Echevarría reconoció que el empresariado vasco recibió con un «enorme alivio» el alto el fuego de ETA, especialmente, después de que se hubiese desarrollado «una de las campañas más agresivas de intento de extorsión que haya soportado el tejido profesional del País Vasco». Sin embargo, admitió que si la tregua se hubiese producido hace años, seguramente hubiese suscitado «reacciones más exultantes», pero «el tiempo erosiona el optimismo». A pesar de estos recelos, sí mostró la «convicción» de que «ya no volveremos a los peores días de la barbarie etarra», gracias al «compromiso ciudadano por aislar al terrorismo y al funcionamiento del Estado de Derecho».
De todas formas, el presidente del Círculo consideró «lógico» que exista «un punto de escepticismo» después de «tanta muerte brutal», y recalcó que la organización que preside no aceptará un proceso de paz en el que «subsista cualquier signo de violencia», como por ejemplo «los chantajes» a los empresarios. En este sentido, aseguró que desde que ETA decretó el alto el fuego, los miembros del Círculo de Empresarios Vascos no han recibido cartas de extorsión.
Respecto a cómo se están desarrollando los acontecimientos tras el anuncio de la banda armada, Echevarría defendió la necesidad de verificar la autenticidad de la tregua. Así, se mostró partidario de una «gestión rigurosa y unitaria» del «nuevo tiempo», un cometido que corresponde «liderar» al Gobierno, «y en concreto al presidente Rodríguez Zapatero». Un «liderazgo» que «no sólo ha de ser respetado, sino al que todos estamos obligados a contribuir». También aprovechó la cita para dirigirse al PP, formación que «debe colaborar porque es imprescindible», aunque «tiene motivos para estar afectado.
Reformas
Echevarría dejó claro que para la entidad que preside es «imprescindible» que el terrorismo no participe en el «diseño» del futuro del País Vasco y, en este sentido, guardó buena parte de su discurso para analizar el «ineludible desafío» al que se enfrentará Euskadi para «dotarse de un marco estable de convivencia y autogobierno y de imbricación en la España constitucional».

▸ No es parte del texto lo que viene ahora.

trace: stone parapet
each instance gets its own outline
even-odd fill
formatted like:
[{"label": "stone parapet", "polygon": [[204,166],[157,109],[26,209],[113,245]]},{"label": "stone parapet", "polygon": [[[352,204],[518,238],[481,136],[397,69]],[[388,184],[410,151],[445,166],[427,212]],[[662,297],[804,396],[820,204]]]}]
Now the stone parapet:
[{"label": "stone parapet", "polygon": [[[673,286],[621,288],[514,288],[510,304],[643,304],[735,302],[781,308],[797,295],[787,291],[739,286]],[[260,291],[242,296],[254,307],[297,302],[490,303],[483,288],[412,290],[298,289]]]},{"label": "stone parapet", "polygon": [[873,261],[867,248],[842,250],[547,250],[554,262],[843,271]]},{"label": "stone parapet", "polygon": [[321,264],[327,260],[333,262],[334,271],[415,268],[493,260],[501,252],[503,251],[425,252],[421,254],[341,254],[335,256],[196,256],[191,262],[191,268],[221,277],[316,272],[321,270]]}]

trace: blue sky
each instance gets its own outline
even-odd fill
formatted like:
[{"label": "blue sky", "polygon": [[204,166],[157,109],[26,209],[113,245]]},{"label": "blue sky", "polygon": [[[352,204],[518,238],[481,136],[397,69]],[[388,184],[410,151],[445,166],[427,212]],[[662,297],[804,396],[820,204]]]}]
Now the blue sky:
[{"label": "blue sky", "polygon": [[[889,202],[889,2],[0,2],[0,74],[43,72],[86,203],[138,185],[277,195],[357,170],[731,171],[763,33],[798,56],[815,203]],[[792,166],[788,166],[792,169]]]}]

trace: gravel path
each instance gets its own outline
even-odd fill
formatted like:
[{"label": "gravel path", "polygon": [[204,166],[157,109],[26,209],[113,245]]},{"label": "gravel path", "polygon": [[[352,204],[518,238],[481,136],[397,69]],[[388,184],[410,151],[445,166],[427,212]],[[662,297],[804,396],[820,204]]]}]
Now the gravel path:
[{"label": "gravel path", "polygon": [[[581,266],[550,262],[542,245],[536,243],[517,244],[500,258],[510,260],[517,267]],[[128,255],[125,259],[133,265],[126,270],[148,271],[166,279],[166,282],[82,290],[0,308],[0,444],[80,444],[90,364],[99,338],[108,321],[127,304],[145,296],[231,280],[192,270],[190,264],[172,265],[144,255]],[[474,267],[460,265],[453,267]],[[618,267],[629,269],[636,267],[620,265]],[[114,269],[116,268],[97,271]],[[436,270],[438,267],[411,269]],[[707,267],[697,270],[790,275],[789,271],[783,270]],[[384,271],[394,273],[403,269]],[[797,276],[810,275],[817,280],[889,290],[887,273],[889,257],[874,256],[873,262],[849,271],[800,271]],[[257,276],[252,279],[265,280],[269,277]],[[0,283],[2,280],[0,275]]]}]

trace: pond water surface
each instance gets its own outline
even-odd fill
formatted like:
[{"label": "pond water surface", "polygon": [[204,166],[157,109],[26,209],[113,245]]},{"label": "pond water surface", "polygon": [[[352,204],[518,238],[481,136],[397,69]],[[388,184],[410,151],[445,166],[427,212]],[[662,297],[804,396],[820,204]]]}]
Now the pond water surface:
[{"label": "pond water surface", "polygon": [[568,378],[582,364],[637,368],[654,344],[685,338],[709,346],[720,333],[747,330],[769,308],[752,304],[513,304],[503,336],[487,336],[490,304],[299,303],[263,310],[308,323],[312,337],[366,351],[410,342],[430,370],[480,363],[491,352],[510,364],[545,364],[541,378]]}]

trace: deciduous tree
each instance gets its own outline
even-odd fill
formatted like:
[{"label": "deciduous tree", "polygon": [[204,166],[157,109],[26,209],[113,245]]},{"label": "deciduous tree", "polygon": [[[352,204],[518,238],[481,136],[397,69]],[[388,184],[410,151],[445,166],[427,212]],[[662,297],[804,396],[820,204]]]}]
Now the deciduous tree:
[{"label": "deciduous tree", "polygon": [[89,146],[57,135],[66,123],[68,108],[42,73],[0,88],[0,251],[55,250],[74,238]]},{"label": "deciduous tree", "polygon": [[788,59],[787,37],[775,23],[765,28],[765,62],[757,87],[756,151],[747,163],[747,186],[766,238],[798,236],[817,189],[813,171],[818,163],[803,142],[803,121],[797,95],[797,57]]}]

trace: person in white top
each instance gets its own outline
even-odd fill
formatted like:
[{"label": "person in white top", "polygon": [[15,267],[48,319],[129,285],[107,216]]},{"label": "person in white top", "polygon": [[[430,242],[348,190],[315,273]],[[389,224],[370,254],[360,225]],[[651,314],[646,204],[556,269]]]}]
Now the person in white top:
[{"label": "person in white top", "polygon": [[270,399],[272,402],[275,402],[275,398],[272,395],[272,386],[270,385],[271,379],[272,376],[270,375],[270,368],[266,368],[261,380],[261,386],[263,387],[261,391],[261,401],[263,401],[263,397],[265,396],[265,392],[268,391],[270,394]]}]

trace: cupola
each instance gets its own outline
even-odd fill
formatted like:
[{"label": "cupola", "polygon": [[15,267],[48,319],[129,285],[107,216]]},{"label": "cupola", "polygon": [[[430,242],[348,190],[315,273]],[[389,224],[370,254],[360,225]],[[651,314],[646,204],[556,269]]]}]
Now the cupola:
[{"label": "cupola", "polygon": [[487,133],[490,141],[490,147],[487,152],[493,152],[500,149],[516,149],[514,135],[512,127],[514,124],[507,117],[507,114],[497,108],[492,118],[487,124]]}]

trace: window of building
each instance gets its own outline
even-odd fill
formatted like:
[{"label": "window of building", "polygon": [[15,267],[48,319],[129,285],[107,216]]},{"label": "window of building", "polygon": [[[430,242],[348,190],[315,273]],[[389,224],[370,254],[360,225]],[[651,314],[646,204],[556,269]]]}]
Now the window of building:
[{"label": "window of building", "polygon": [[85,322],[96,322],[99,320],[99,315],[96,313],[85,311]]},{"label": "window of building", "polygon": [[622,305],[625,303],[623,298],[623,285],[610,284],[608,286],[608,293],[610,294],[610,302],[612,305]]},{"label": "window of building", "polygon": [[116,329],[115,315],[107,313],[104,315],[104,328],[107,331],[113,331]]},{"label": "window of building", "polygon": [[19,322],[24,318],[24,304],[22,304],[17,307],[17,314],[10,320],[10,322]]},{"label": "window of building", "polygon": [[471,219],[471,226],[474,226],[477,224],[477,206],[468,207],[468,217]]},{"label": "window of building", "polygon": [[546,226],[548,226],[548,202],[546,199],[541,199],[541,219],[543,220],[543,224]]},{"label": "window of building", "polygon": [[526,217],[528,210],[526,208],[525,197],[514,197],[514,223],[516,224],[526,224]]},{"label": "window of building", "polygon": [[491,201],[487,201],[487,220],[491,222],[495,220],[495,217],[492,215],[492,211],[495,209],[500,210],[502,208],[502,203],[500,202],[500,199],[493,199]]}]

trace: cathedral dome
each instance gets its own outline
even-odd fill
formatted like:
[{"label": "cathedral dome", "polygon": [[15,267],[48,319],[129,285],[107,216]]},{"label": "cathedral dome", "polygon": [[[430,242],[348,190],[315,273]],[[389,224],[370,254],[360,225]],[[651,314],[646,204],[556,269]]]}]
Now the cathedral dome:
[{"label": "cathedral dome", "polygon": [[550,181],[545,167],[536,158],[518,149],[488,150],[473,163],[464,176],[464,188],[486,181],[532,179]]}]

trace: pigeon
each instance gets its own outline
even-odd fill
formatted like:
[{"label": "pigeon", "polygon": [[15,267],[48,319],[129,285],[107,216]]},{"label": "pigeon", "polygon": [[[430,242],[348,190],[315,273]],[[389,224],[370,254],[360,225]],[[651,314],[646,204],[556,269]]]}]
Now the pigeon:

Por este motivo, el dirigente del Círculo de Empresarios exigió un entendimiento entre los partidos democráticos «para integrar sensibilidades diferentes» y lograr una estabilidad política que «despeje incertidumbres». «Nuestros políticos tienen el deber de evitar que la sociedad continúe viviendo en un clima de permanente provisionalidad constitucional», afirmó. Aun más, recordó que las «profundas diferencias» que han dividido a los partidos y que «tantas veces han amenazado con fracturar a la propia sociedad», continúan como «la gran asignatura pendiente para después de la tragedia».
Asimismo, hizo una llamada a la «sensatez y a la recuperación del sentido de la realidad», recordando que aunque el País Vasco fue la primera comunidad en tramitar un «más que discutible proyecto de nuevo Estatuto, el fracaso de éste nos ha relegado al final de la lista». En este contexto, aseguró que cualquier modificación estatutaria debe realizarse siguiendo los procedimientos existentes en el ordenamiento legal, porque «toda vulneración de las reglas de juego violenta la convivencia democrática».